In the actual application, the suffix trie will not branch of the chain merged together to get the so-called suffix tree, but because the suffix tree construction algorithm is difficult to understand, and easy to write wrong, so in the competition is rarely used, so temporarily do not study. In contrast, an array of suffixes is a must-have, time-efficient, code-simple, and hard-to-write error.

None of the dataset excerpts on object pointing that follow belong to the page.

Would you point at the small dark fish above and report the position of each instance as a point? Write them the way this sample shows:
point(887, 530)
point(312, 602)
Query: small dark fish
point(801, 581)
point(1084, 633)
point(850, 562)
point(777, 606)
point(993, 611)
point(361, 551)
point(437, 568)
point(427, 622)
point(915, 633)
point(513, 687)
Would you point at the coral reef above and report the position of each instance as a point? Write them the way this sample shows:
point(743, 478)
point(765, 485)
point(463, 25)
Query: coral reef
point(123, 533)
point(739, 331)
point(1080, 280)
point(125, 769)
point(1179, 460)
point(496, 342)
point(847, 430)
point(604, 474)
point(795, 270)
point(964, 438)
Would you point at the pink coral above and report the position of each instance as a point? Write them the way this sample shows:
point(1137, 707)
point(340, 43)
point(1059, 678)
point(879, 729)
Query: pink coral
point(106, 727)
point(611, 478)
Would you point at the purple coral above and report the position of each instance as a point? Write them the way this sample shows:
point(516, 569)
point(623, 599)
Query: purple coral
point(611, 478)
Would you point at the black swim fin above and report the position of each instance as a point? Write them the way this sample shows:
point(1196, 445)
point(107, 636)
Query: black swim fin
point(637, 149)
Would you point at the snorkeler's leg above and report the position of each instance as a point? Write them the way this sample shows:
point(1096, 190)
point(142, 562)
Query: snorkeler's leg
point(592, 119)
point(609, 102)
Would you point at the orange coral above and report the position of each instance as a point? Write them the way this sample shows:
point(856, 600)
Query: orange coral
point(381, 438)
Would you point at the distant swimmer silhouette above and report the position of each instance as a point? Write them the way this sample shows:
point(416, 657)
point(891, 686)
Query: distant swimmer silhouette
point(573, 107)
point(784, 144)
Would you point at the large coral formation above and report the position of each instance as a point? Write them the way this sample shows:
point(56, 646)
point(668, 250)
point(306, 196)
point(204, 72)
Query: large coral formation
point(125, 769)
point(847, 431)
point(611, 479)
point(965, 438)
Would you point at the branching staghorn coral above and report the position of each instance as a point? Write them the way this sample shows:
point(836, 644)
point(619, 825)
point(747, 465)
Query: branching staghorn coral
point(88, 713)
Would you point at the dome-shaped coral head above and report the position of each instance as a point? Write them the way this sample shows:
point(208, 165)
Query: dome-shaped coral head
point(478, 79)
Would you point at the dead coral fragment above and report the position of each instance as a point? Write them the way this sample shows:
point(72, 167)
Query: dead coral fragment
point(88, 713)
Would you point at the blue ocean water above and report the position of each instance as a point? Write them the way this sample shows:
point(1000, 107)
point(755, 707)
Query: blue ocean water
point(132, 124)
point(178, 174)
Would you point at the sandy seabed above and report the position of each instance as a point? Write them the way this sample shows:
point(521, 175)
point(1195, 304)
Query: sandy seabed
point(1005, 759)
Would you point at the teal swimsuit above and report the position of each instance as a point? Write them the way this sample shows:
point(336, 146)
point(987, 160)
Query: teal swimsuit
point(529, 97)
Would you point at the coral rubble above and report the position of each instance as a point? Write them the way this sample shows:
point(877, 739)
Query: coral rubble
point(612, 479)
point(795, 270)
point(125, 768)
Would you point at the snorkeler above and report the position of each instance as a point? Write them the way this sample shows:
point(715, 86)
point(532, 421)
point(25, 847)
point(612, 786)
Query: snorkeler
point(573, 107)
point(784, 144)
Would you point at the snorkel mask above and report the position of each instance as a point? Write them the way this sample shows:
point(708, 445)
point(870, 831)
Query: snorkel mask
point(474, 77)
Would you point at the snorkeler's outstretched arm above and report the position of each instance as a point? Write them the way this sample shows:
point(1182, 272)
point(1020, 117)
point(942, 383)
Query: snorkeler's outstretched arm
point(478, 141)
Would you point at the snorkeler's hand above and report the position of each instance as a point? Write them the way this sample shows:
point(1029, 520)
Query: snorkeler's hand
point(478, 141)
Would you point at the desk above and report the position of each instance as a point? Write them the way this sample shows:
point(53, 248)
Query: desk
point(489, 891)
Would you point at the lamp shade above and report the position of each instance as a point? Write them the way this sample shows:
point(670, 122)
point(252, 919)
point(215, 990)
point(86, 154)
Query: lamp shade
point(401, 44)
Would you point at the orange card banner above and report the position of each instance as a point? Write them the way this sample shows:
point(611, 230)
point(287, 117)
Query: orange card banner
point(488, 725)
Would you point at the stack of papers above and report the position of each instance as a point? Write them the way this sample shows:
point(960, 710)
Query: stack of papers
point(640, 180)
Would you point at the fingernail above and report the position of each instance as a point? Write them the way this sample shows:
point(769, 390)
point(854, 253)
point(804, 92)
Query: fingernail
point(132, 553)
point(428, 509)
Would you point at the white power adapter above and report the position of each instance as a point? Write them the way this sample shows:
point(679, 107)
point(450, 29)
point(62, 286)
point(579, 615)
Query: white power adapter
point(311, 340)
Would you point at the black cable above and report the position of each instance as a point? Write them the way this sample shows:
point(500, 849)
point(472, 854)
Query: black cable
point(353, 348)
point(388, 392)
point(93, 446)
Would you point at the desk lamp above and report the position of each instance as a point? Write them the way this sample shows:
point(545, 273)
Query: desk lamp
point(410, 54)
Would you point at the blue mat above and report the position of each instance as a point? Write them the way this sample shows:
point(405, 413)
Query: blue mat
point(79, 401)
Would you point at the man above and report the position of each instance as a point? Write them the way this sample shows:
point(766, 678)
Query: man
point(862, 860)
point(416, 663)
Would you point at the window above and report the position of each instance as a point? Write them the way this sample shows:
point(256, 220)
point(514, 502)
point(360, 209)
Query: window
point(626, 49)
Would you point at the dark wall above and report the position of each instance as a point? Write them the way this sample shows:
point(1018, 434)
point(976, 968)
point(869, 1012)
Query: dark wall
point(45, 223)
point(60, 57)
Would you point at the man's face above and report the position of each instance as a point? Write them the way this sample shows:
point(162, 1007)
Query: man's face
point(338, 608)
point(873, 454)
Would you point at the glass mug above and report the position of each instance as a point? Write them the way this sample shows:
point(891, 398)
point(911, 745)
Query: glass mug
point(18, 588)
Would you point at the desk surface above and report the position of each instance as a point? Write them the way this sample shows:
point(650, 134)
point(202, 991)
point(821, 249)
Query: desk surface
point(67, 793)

When we draw the suffix trie, we rank the letters with the small dictionary order on the left. Since the leaf node and the suffix one by one correspond, we now label each leaf node the first letter of the suffix in the original string position,

[Picture Invalid]

By connecting all the subscripts together, the so-called suffix array is built. The suffix array for banana is sa[]={5,3,1,0,4,2}. And according to the suffix trie is easy to get, this is based on each suffix of the dictionary sequence of ordering. In this case, we can get directly through a quick sort O (n log n). However, when comparing any of the two suffixes, O (n) is required, so this is O (n^2 log n), which cannot be carried.

4. Multiplication

The multiplication algorithm for the invention of Manber and Myers is described below, with the time complexity O (n log n) (o (n log^2 N) if not in Cardinal order.

First, all individual characters are sorted (also understood as the 1th character sort for each suffix, so that the subsequent steps are easier to connect),

[Picture Invalid]

For each letter,

[Knowledge point] suffix array

Contact Us

The content source of this page is from Internet, which doesn't represent Alibaba Cloud's opinion; products and services mentioned on that page don't have any relationship with Alibaba Cloud. If the content of the page makes you feel confusing, please write us an email, we will handle the problem within 5 days after receiving your email.

If you find any instances of plagiarism from the community, please send an email to: info-contact@alibabacloud.com and provide relevant evidence. A staff member will contact you within 5 working days.

A Free Trial That Lets You Build Big!

Start building with 50+ products and up to 12 months usage for Elastic Compute Service

  • Sales Support

    1 on 1 presale consultation

  • After-Sales Support

    24/7 Technical Support 6 Free Tickets per Quarter Faster Response

  • Alibaba Cloud offers highly flexible support services tailored to meet your exact needs.